Pepaya, juga ditanam secara organik di lahan perkebunan warga di Kota Ternate. Foto: Mahmud Ichi/ Mongabay Indonesia

 

Menurut dia, kawasan ini akan dikembangakan dengan model urban farming. Mengingat terbatas di Kota Ternate dan sebagian besar warga memiliki kebiasan menanam dan mengelola tanaman tahunan. Di Ternate, terbilang cocok dikembangkan model pertanian organik ini, demi pemanfaatan lahan secara maksimal.

“Prinsipnya siapa mau menanam akan menikmati hasilnya. Jika mereka lakukan, pemerintah memberikan dukungan sepenuhnya demi kesejahteraan petani.”
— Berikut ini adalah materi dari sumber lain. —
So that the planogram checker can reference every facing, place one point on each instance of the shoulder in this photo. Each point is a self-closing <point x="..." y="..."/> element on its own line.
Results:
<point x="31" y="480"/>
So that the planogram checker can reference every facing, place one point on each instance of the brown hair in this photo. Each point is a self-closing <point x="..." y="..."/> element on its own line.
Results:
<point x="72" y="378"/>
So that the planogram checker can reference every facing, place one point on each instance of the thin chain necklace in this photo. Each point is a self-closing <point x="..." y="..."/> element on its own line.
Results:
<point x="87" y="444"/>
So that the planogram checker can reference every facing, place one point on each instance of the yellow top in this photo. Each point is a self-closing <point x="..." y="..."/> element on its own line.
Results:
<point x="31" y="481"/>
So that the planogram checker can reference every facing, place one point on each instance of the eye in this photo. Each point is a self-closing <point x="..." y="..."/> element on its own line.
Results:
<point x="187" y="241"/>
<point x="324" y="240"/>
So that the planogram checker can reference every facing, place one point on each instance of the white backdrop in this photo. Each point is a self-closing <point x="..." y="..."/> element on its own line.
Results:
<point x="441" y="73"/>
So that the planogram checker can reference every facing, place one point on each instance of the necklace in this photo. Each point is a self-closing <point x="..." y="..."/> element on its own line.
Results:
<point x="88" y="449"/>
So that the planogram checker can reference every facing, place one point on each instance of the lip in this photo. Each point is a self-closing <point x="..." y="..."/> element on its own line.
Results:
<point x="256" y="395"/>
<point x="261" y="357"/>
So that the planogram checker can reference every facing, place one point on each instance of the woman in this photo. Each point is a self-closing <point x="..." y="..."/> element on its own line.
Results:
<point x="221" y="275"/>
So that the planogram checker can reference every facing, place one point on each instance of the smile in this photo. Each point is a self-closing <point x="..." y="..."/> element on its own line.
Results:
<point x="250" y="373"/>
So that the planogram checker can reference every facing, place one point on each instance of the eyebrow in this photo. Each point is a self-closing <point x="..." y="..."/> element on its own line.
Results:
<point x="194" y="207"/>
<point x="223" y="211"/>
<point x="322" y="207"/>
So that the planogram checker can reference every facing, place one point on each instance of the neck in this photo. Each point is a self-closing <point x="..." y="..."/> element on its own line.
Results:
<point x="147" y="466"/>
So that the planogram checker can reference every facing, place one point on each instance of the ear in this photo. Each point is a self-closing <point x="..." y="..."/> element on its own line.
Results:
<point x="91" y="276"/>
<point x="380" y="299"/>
Di lahan ini, sudah mulai dikunjungi berbagai pihak. Bahkan saat panen beberapa jenis hortikutura sempat dihadiri Dirjen Tanaman Hortikultura Kementerian Pertanian, Prihasto Setyanto.

Saat hadir dalam panen itu Kementan menyerahkan sejumlah bantuan saprodi bagi petani di Loto.

Kelurahan Loto, Kecamatan Ternate Barat adalah satu kelurahan di daerah rawan bencana Hunungapi Gamalama. Hutan dan tanah disini hampir setiap saat terguyur debu vulkanik. Debu gunung ini diyakini warga sangat menyuburkan tanah.

Karena itu, meskipun bertanam di lahan dengan samping kiri kanan perkebunan kelapa, cengkih pala serta durian, lahan terbilang sangat produktif. ”Lahan masih sangat subur mungkin juga karena pengaruh abu gunung.”

Apa yang dirintis Nami dan beberapa warga di Loto ini selain sebagai usaha berkebun organik dengan tanaman hortikultura,   juga ada rencana kembangkan agrowisata di Ternate.

Upaya ini didorong sebagai bentuk memanfaatkan lahan terbatas karena hampir semua diisi tanaman tahunan. Selain itu memanfaatkan pemandangan alam nan indah dari daerah puncak di Kecamatan Ternate Barat, Kota Ternate.

Selain menikmati pemandangan kebun organik, di sini juga bisa membeli dan memanen cabai, tomat maupun sayuran.

“Kita kolaborasi dengan instansi terkait membangun sarana pendukungnya. Kita juga sudah dijanjikan Kementan mendukung rencana pengembangan urban farming ini dengan pembiayaan.”

 

Kamil Ishak, warga Loto, Kota Ternate bertani dengan pola tanam organik sejak 2013 hingga kini. Di lahan pertanian Kamil tanam dominan tomat dan cabai.